Second, “Hostages” is the kind of serious adult drama that is often described as being of “basic cable” quality, like CBS’s “The Good Wife” (still the best drama on broadcast television). There may be something to this, in that it would seem to be targeted to the same smart, sophisticated, passionate viewers who have made so many smart, sophisticated and passionate basic cable series into phenomena of popular culture, or at least brand-identifying successes for their networks. If that’s true, then the best hope for “Hostages” may be to grab the attention of the very people who are currently immersed in the astounding final episodes of AMC’s “Breaking Bad,” or BBC America’s emotionally charged mystery “Broadchurch” (which is every bit as powerful as “Breaking Bad”) or FX’s sizzling “Sons of Anarchy,” the ballsiest show on television, especially this season, with a story that was kicked off by a mass murder at a grade school
Can “Hostages” stand in the company of these shows? I like to think so -- at least for now. But if the audience for such shows doesn’t agree, who will come around to watch it?
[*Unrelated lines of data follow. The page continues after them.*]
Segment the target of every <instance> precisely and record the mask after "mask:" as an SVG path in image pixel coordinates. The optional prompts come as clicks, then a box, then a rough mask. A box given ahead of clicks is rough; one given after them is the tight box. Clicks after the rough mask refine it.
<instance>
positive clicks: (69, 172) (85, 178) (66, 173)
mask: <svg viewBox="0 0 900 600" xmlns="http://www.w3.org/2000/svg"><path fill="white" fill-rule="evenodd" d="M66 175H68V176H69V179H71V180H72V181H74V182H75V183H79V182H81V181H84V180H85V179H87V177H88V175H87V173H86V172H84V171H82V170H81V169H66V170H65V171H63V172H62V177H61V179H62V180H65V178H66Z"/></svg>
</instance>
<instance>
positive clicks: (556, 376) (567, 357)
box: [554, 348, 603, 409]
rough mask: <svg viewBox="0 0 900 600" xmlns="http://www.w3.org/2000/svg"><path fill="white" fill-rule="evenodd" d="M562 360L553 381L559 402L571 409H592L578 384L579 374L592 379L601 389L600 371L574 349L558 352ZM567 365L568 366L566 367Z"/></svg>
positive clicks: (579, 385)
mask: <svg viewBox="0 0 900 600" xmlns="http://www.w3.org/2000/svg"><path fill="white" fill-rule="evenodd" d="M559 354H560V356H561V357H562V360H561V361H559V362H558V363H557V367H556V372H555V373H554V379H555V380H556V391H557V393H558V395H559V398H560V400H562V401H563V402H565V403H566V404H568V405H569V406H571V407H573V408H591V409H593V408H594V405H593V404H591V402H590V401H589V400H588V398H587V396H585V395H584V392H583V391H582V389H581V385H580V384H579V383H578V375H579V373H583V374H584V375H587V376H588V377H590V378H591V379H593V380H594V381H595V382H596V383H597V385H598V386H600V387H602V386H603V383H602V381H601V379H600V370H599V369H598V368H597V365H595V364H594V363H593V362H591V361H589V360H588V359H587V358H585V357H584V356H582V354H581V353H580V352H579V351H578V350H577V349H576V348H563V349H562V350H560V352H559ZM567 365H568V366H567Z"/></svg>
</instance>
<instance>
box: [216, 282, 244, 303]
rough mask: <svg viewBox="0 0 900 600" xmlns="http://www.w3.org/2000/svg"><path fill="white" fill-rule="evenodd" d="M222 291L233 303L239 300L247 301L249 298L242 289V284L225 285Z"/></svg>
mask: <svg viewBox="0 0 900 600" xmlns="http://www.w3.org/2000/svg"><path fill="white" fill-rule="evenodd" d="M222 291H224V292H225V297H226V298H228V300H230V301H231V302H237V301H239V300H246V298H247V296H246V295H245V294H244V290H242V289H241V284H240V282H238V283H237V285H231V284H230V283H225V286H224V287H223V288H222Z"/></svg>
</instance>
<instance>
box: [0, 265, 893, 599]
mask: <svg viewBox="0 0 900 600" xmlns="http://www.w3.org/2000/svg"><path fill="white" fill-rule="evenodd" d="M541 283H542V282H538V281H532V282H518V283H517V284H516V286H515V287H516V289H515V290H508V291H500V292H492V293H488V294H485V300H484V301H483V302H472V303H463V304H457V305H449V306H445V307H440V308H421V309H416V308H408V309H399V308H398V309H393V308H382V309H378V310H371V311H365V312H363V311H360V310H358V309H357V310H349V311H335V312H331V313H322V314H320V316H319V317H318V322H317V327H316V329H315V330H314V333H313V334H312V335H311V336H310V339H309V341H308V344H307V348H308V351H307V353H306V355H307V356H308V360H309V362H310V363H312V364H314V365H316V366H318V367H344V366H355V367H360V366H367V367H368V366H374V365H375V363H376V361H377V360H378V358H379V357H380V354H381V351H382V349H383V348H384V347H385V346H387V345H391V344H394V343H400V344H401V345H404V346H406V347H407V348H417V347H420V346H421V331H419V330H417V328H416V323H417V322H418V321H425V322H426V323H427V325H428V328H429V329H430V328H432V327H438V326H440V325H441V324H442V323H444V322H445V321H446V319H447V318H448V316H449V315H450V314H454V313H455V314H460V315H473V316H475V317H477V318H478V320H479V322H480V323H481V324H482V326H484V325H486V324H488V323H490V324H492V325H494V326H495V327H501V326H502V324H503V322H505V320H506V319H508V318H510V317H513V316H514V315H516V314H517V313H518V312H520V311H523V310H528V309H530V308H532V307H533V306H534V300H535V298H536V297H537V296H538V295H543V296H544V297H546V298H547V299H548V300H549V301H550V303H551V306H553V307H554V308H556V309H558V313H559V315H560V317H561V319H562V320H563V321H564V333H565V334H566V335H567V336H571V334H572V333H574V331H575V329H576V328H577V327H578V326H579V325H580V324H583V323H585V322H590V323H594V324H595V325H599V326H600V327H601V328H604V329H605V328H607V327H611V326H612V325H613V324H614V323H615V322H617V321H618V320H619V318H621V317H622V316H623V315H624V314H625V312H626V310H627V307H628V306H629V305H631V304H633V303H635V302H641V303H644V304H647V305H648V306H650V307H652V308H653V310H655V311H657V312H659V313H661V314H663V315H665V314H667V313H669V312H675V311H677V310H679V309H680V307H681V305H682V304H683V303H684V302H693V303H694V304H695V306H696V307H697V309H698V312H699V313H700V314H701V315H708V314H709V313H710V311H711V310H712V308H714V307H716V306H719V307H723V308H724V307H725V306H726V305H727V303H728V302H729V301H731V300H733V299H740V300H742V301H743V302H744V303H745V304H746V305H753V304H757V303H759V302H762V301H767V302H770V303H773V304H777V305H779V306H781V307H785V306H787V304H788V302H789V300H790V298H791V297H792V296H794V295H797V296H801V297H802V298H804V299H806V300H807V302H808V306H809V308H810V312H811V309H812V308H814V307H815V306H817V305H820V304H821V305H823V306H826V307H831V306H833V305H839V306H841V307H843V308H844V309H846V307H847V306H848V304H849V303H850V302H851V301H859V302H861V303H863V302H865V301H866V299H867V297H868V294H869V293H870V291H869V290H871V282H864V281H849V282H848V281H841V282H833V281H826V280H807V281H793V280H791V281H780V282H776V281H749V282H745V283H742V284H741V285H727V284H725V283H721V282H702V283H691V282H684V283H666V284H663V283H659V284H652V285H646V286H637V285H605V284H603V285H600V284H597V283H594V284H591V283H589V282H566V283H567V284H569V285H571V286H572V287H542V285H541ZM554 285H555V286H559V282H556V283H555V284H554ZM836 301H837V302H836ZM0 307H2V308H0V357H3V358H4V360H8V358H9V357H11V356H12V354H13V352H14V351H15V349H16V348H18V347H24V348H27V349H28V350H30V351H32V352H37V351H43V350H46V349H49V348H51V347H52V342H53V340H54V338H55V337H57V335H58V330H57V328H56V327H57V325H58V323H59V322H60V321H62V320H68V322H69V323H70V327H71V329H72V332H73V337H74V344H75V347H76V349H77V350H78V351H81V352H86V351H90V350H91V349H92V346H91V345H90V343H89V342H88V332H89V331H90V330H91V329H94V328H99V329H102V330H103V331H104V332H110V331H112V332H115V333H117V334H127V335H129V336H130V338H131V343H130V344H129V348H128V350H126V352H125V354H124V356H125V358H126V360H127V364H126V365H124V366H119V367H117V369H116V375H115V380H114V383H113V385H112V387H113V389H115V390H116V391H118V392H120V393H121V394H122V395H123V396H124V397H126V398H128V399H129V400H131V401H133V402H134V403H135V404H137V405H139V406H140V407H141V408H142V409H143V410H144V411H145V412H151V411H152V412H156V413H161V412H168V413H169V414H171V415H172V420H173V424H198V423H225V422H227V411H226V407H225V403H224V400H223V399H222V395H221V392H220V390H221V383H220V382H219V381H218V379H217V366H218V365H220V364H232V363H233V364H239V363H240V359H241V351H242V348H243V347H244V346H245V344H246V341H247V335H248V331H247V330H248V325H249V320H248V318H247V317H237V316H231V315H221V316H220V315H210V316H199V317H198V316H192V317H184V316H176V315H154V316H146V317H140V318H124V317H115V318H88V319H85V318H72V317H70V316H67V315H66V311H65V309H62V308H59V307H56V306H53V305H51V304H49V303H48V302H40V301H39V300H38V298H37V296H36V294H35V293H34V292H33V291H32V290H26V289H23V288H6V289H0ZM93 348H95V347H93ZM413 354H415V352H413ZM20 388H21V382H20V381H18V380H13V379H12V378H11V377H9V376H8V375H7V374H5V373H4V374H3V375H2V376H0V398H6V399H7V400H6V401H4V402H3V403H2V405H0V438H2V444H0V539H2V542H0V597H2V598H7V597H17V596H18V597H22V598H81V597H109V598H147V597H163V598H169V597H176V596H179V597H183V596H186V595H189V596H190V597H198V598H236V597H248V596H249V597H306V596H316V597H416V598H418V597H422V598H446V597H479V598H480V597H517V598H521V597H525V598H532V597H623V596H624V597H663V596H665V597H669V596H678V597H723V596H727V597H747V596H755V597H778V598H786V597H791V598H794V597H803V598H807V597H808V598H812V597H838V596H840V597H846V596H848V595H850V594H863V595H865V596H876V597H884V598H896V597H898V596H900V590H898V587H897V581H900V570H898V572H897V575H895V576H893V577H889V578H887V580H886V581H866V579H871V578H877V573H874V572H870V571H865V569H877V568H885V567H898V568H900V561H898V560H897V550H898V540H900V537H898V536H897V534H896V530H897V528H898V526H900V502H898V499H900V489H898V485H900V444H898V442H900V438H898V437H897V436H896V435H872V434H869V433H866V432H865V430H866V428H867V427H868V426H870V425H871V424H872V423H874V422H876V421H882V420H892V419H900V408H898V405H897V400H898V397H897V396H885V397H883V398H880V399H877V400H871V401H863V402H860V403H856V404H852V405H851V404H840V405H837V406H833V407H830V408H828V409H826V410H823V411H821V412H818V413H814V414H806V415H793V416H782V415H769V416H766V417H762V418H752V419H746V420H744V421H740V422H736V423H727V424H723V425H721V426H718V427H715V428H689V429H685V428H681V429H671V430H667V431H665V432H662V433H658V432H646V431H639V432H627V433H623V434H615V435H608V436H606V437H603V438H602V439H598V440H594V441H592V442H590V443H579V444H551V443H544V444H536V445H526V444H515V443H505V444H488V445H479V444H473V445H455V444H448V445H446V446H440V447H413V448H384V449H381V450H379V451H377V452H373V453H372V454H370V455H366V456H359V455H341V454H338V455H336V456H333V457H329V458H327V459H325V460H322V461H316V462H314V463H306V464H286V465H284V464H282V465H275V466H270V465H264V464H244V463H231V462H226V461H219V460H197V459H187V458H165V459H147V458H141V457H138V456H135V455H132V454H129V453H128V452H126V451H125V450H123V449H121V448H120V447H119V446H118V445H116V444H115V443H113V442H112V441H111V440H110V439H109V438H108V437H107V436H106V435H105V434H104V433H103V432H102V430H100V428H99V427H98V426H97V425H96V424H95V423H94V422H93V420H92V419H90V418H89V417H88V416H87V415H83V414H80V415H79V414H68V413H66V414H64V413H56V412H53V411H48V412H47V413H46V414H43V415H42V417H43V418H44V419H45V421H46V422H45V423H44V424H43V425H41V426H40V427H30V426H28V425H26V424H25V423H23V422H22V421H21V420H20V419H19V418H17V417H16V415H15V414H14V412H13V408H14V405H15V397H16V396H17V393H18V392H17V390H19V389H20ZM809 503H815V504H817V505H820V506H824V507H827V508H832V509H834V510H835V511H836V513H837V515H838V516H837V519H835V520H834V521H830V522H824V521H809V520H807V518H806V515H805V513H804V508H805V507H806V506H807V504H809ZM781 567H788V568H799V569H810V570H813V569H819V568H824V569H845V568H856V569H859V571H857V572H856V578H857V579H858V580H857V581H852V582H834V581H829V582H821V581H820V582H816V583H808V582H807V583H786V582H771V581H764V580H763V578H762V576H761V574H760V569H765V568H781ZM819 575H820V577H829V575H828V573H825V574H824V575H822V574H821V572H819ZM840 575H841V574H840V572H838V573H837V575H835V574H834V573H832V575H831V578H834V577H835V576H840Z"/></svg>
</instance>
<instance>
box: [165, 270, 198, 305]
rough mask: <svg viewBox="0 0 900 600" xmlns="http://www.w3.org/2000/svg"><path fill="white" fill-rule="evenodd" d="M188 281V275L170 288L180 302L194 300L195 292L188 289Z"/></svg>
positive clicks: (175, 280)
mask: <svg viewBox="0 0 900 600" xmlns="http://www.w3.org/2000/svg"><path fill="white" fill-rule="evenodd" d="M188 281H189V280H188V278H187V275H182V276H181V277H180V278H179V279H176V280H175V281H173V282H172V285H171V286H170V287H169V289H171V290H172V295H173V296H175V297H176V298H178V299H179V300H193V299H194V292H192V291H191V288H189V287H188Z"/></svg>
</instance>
Lastly, “Hostages” has the misfortune of being scheduled opposite NBC’s “The Blacklist,” another of this new season’s new dramas that is widely regarded by critics and other observers as one of the best of this freshman class. “The Blacklist” has been more solidly positioned as an ongoing network drama that serves up weekly stories while slowly unveiling details of a mysterious mythology. The central character here (a scary-smart master criminal on the FBI’s most-wanted list who turns himself in to the authorities so that he can assist them in apprehending other criminal masterminds while advancing his own secret agenda) is as irresistible as the actor who portrays him, the always compelling James Spader.
“The Blacklist,” of course, also benefits as the lead-out to NBC’s Emmy-winning powerhouse “The Voice.”
What we may have here is that most frustrating of broadcast television circumstances: The scheduling in the same time period of two of the medium’s best new shows, which often guarantees that one of them will suffer -- this despite all the new viewing options available to everybody. The solution here may be for CBS to move the durable “CSI: Crime Scene Investigation” (a show that would likely hold up opposite “The Blacklist”) from Wednesday to Monday and shift “Hostages” to Wednesday at 10, where it should have an easier time against NBC’s unremarkable “Ironside” and ABC’s vulnerable “Nashville.” “Hostages” might also benefit from having “Criminal Minds” as its lead-in.